Raih Medali Emas, Alumni USK jadi Duta Muslim Asia

Alumni Fakultas Kedokteran Universitas Syiah Kuala (FK USK) Imam Maulana, raih medali emas pada Speak Up and Academic Presentation Competition dalam ajang Asia World Muslim Summit 2024 di Kuala Lumpur, Sabtu, 23 Maret 2024.

Ini adalah medali emas kedua yang ia persembahkan, setelah sebelumnya meraih medali emas pada Pekan Ilmiah Mahasiswa Nasional (PIMNAS) pada 2019 di Bali.

Medali emas ia peroleh setelah mempresentasikan program pengabdian masyarakatnya, yaitu Taman Edukasi Kesehatan Remaja (TaKasi-Sera) sebagai sebagai Pusat Pelatihan dan Kaderisasi Pendidik Sebaya Kesehatan Remaja (Youth Health Peer-Educator Training and Caderization Center) dari oleh dan untuk remaja.

TaKasi-SeRa yang Imam dan tim Generasi Edukasi Nanggroe Aceh (GEN-A) bentuk salah satunya berada di Gampong Jawa, yang berfokus kepada edukasi bahaya rokok dan pencegahan penyakit tular vektor nyamuk.

Inisiasi TaKasi-Sera lainnya dilakukan di Panti Asuhan Media Kasih yg berfokus pada pertolongan pertama pada kecelakaan (P3K), dan Panti Asuhan Yakesma dengan fokus pertanian Tanaman Obat Keluarga (TOGA). Proyek inovasi ini berhasil mendapat dukungan dari Kemenkes Indonesia dan UNICEF Indonesia.
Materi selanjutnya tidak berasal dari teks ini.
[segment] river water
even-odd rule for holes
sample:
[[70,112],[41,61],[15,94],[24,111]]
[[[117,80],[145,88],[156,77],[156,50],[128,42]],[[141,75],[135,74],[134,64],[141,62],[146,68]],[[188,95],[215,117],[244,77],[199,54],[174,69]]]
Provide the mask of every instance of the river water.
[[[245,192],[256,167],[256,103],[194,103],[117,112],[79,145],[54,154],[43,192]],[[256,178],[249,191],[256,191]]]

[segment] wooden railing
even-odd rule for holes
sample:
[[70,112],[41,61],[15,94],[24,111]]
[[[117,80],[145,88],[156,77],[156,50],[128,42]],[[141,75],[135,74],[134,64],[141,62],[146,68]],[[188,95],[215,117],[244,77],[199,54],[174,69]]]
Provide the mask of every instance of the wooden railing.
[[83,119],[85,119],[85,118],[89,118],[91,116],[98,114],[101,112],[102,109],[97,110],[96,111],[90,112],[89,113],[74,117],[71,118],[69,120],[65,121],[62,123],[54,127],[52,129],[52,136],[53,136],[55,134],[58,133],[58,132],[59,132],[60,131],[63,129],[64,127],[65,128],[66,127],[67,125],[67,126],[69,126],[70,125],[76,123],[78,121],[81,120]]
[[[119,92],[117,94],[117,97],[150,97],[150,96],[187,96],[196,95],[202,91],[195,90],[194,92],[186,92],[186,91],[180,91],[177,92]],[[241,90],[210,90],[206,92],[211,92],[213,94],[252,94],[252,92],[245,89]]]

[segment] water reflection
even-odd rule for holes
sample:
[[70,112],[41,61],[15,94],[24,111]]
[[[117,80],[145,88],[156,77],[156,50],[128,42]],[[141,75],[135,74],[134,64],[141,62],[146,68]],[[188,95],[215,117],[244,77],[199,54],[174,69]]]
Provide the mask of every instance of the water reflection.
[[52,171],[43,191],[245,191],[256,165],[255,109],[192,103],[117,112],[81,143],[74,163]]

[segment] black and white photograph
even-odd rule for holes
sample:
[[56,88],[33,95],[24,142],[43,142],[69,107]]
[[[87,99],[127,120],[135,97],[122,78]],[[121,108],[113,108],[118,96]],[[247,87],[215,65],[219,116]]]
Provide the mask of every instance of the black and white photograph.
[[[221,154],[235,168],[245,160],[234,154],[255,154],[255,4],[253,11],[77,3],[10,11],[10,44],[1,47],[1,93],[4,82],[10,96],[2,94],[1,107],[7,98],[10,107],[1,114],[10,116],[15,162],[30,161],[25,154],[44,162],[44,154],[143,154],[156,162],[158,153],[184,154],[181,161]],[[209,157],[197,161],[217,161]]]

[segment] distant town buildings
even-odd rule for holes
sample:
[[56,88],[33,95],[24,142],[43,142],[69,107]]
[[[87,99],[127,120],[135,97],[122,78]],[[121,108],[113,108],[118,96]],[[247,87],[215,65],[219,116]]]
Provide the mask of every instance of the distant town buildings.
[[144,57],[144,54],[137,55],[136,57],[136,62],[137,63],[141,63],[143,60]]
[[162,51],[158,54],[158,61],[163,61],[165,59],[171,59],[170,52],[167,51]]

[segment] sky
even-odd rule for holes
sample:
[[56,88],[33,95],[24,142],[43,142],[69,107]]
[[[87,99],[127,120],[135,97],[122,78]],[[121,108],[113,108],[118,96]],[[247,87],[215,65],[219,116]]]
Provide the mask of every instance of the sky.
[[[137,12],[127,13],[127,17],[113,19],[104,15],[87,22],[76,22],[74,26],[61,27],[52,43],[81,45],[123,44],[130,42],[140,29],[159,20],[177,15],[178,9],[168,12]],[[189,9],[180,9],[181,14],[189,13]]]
“Konsep TaKasi-SeRa terinspirasi dari Darul Arqam pada zaman Rasulullah SAW yg menjadi madrasah islam pertama untuk belajar dan mensyiarkan kembali ilmu yg didapat,” jelas Imam.

Direktur Eksekutif GEN-A ini, dalam pidatonya menekankan bahwa Indonesia membutuhkan peran anak muda, terutama muslim, untuk menjadi agen perubahan terutama dalam bidang sosial dan kesehatan.

Dalam paparannya, kata Imam ada 3 masalah besar di Indonesia, pertama angka perokok anak Indonesia peringkatnya 2 sedunia dengan angka lebih dari 3,2 juta. Kedua, Indonesia darurat pelecehan dan kekerasan seksual terhadap anak dengan angka lebih dari 10.000 kasus. Ketiga, kasus anak meninggal karena DBD terus meningkat.

“Karya ini bukannya milik saya pribadi, tetapi hasil aksi bersama teman-teman yg istikamah selama ini mengabdi bersama untuk masyarakat,” kata alumni inspiratif yang lulus tanpa KKN dan skripsi.

Ia dilantik sebagai Asia Muslim Ambassador 2024. Asia World Muslim Summit adalah ajang pemilihan dan pelatihan Asia Muslim Ambassador yang diselenggarakan setiap tahun. Dengan total 40 orang.

Para peserta berasal dari Uzbekistan, Pakistan, India, Nepal, Thailand, Filipina, Malaysia, dan Indonesia. Diharapkan pada ambassador dapat terus menebar manfaat dan menjadi role model sebagaimana amanah agama Islam yaitu menjadi pribadi yang rahmatan lil alamin.